I guess the plan was to return to school when I got back, but I decided to try my hand at just doing the dancer life. And honestly, it’s mostly a NON-dancer life. I made most of my money babysitting, working at a gym, and crossing my fingers that my parents wouldn’t ACTUALLY cut me off anytime soon. I was truly blessed to have parents that had saved money for my college education, but saw that I was getting what I needed out of New York City itself, and continued to help fund my career - head shots, groceries, voice lessons, man those were the DAYS! Not many people have that luxury, and I know I was quite privileged to have that kind of support.
At the end of the summer 2011, I booked the national tour of In the Heights, and set off on 9 months of life lessons. It was my first time doing the show that would be pivotal in my career. I was independent on tour, and in charge of my own finances. Definitely didn’t make the best choices there, but I sure lived my life across the country. After tour, I had gained about 20 pounds, hadn’t saved a dime, and needed ankle surgery. I spent that summer at home healing and staying in Tennessee with my family. Once I moved back in August, I was financially on my own, still limping from surgery, and broke with no job. Now what? I could hardly walk, let alone dance, and no one needed a babysitter in the summer time. What was I going to do?
This is the part where you’re expecting me to say “I should have finished college and gotten a degree to get a real job,” right? That would have made things easier, maybe, but that was never my journey. The time I would have spent in school was time I needed to discover who I was and what I wanted in my own way. Now don’t get me wrong, I’m STILL playing catch-up when it comes to singing and acting, as I never got that training in a class setting. I may have gone to conservatory if I wasn’t in my black or white, college or dance brain during my last years of high school. But my choices have lead me down a pretty special path of amazing highs and through some dark lows. My support system of friends and family are the most important part of whatever successes and failures I happen upon, and I wouldn’t have most of them had I not chosen this life.

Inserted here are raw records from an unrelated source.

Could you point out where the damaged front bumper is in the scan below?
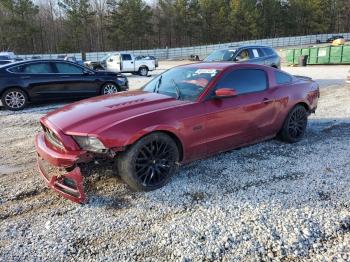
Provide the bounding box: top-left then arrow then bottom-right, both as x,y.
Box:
35,133 -> 93,203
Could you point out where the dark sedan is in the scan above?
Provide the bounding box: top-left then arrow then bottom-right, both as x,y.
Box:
0,60 -> 128,110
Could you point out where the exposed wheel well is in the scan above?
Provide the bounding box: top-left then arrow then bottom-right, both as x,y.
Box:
130,130 -> 183,161
295,102 -> 310,112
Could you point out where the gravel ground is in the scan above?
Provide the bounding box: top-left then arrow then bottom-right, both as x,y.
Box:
0,63 -> 350,261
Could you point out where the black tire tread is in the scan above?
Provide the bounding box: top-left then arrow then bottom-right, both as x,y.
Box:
117,132 -> 179,191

I will say that I wish I would have paid attention to the concept of a “back up plan” to some degree. At least in the way of cultivating other hobbies and skills to get me by in between. Not only would it have made my life financially easier early on to have other sources of income, but it would have taken a lot of the stress out of dancing as a career. When your job is your passion, you can get burnt out very quickly if you aren’t careful. Most performing jobs are out of your control to obtain, no matter how talented and ready you may be. There are so many factors that go into casting a show, you can’t hold the burden for not booking a job. You can, however find other ways to be happy and fulfilled, and other ways to make a living in between jobs. Very few people go from show to show to show. And really, those of us who haven’t stayed booked our entire careers may be more well-rounded as humans. Don’t look at a “back up plan” as a plan if you fail or get burnt out, or an alternative to a dance career. Look at it as a plan to give you more control over your life, finances, and mental wellness.